Apache Tajo is an open-source big data relational and distributed data warehouse system that provides fault-tolerant analytical processing on large-scale datasets. Apache Tajo was developed inspired by BigQuery. Ostrich is "Tajo" in Korean and has long legs, which is used as a homonym for "Bridge". Apache Tajo represents the role that the database plays in connecting data sources with analysis tools. Apache Tajo provides a distributed column-oriented storage and column-oriented SQL query engine used to process large amounts of data. It is compatible with Apache Hadoop and HDFS and supports SQL standards including complex queries, joins, and aggregations.

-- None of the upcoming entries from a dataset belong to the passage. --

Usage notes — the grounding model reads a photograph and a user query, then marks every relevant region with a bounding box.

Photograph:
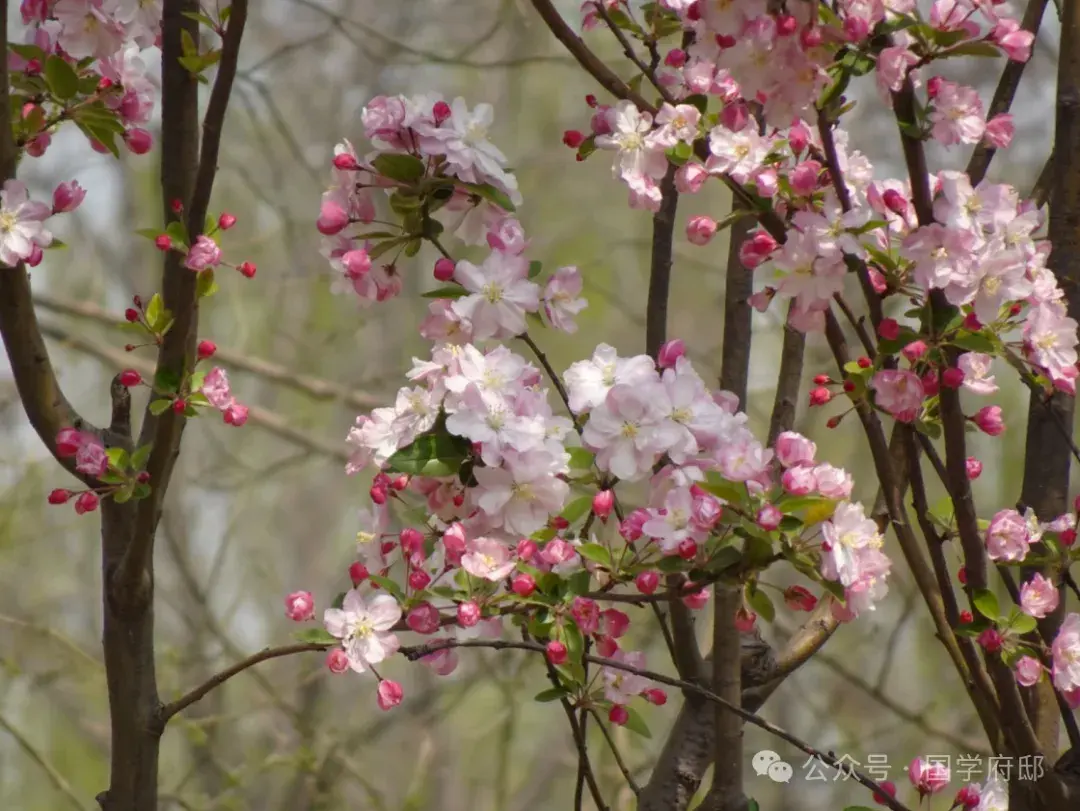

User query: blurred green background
[0,0,1056,811]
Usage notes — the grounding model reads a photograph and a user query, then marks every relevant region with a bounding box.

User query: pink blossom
[986,510,1031,560]
[184,235,221,271]
[453,251,540,340]
[1051,613,1080,706]
[972,406,1005,436]
[461,538,517,582]
[378,678,405,709]
[543,266,589,335]
[983,112,1016,149]
[1020,572,1059,620]
[990,17,1035,62]
[657,338,686,369]
[907,757,950,797]
[53,180,86,214]
[285,592,315,622]
[686,216,718,245]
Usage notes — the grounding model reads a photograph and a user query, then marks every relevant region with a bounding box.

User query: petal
[367,594,402,631]
[323,608,349,639]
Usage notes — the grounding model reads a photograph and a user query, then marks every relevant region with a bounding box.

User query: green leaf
[165,219,191,246]
[562,496,593,524]
[293,628,341,645]
[622,706,652,738]
[387,420,472,477]
[105,448,131,471]
[195,268,219,298]
[372,153,424,184]
[461,184,516,212]
[420,284,469,298]
[569,448,596,470]
[575,543,615,570]
[937,42,1001,59]
[701,471,746,504]
[45,56,79,102]
[1009,613,1039,635]
[746,583,777,622]
[146,293,165,332]
[532,687,570,704]
[971,589,1001,620]
[112,482,135,504]
[367,575,405,602]
[951,329,995,354]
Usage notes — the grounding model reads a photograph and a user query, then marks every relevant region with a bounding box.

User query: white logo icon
[751,749,793,783]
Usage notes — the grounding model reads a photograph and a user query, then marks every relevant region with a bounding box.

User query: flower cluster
[11,0,164,157]
[291,98,890,724]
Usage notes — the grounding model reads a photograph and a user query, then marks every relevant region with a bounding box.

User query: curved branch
[401,639,909,811]
[157,643,324,727]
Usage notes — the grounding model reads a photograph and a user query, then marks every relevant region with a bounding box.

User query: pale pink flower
[870,369,926,422]
[600,650,651,704]
[461,538,517,582]
[454,251,540,340]
[543,266,589,335]
[907,757,950,796]
[1013,657,1042,687]
[957,352,998,394]
[184,235,221,271]
[1051,613,1080,691]
[323,589,402,673]
[1020,572,1059,620]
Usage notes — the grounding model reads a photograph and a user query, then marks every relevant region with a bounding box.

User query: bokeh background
[0,0,1057,811]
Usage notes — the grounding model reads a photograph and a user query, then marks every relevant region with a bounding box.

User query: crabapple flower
[870,369,926,422]
[1020,572,1061,620]
[581,384,681,482]
[461,538,517,582]
[543,266,589,335]
[453,251,540,340]
[285,592,315,622]
[907,757,950,797]
[957,352,998,394]
[323,589,402,673]
[986,510,1031,560]
[563,343,657,414]
[0,179,53,268]
[600,650,651,704]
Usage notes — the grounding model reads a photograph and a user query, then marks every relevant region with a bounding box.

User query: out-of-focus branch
[33,293,384,409]
[967,0,1047,186]
[41,323,349,463]
[124,0,247,595]
[157,643,330,727]
[401,639,909,811]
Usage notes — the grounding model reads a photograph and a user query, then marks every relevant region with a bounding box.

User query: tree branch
[157,643,324,727]
[401,639,909,811]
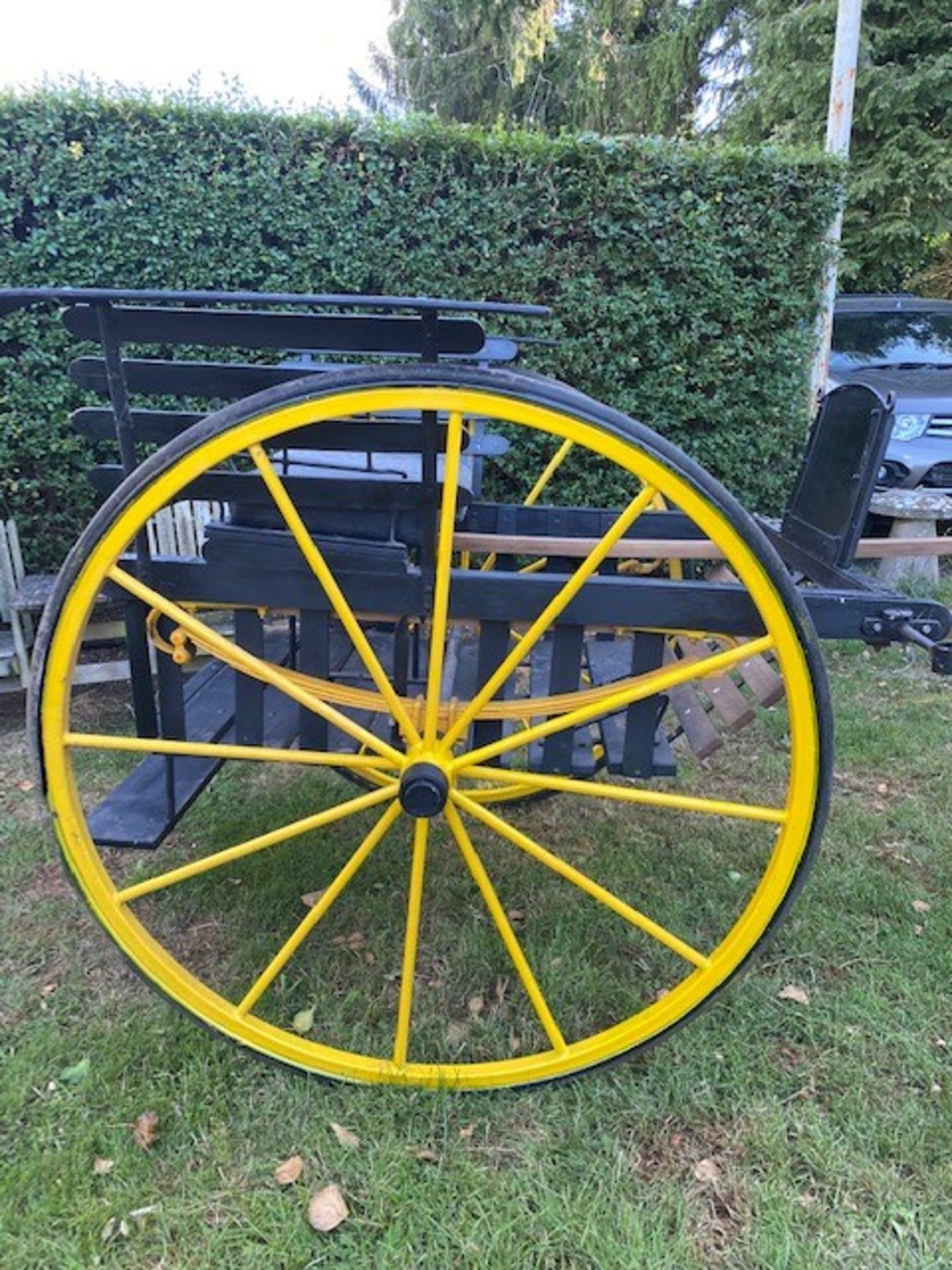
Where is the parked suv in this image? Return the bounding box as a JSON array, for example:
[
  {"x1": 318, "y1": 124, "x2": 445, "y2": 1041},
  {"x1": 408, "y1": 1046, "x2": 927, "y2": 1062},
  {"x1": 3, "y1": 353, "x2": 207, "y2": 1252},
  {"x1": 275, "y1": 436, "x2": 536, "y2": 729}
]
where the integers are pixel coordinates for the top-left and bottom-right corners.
[{"x1": 830, "y1": 296, "x2": 952, "y2": 494}]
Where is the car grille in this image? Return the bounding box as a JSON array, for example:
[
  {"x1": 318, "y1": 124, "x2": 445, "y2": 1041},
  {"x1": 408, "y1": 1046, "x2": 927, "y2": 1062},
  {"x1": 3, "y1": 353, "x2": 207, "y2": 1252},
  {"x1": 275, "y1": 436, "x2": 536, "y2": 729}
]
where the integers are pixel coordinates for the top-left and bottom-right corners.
[
  {"x1": 922, "y1": 464, "x2": 952, "y2": 489},
  {"x1": 876, "y1": 458, "x2": 909, "y2": 489}
]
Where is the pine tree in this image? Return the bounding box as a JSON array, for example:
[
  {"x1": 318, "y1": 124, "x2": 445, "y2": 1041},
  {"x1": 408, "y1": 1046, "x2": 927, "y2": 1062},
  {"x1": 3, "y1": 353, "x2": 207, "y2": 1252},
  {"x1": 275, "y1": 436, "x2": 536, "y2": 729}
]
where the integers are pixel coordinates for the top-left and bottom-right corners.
[
  {"x1": 354, "y1": 0, "x2": 734, "y2": 135},
  {"x1": 722, "y1": 0, "x2": 952, "y2": 291}
]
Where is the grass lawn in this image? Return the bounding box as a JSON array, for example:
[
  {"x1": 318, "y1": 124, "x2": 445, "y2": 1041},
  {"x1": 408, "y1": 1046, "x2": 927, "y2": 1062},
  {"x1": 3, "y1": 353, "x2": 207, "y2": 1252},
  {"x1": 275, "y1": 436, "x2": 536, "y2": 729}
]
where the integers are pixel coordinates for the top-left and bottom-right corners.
[{"x1": 0, "y1": 627, "x2": 952, "y2": 1270}]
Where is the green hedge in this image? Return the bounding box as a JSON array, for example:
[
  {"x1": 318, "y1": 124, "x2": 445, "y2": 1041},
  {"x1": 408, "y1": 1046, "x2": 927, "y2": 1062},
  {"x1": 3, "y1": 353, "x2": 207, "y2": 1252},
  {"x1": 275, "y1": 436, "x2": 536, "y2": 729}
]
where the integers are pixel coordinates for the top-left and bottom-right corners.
[{"x1": 0, "y1": 90, "x2": 839, "y2": 566}]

Apache Tajo is designed to be scalable and can process massive data sets with tens of thousands of nodes. It supports various file formats, including CSV, TSV, ORC, and Parquet. The Tajo constructs a master-slave cluster with master nodes and worker nodes. The master nodes manage the cluster and coordinate query execution, while the worker nodes perform the actual data processing.
Tajo also supports user-defined functions (UDFs), which allow users to extend the functionality of Tajo with their custom logic. Additionally, Tajo includes a web-based user interface and a command-line interface for managing and querying data. For optimizations, Tajo provides a cost-based optimization model and an expandable rewrite rule.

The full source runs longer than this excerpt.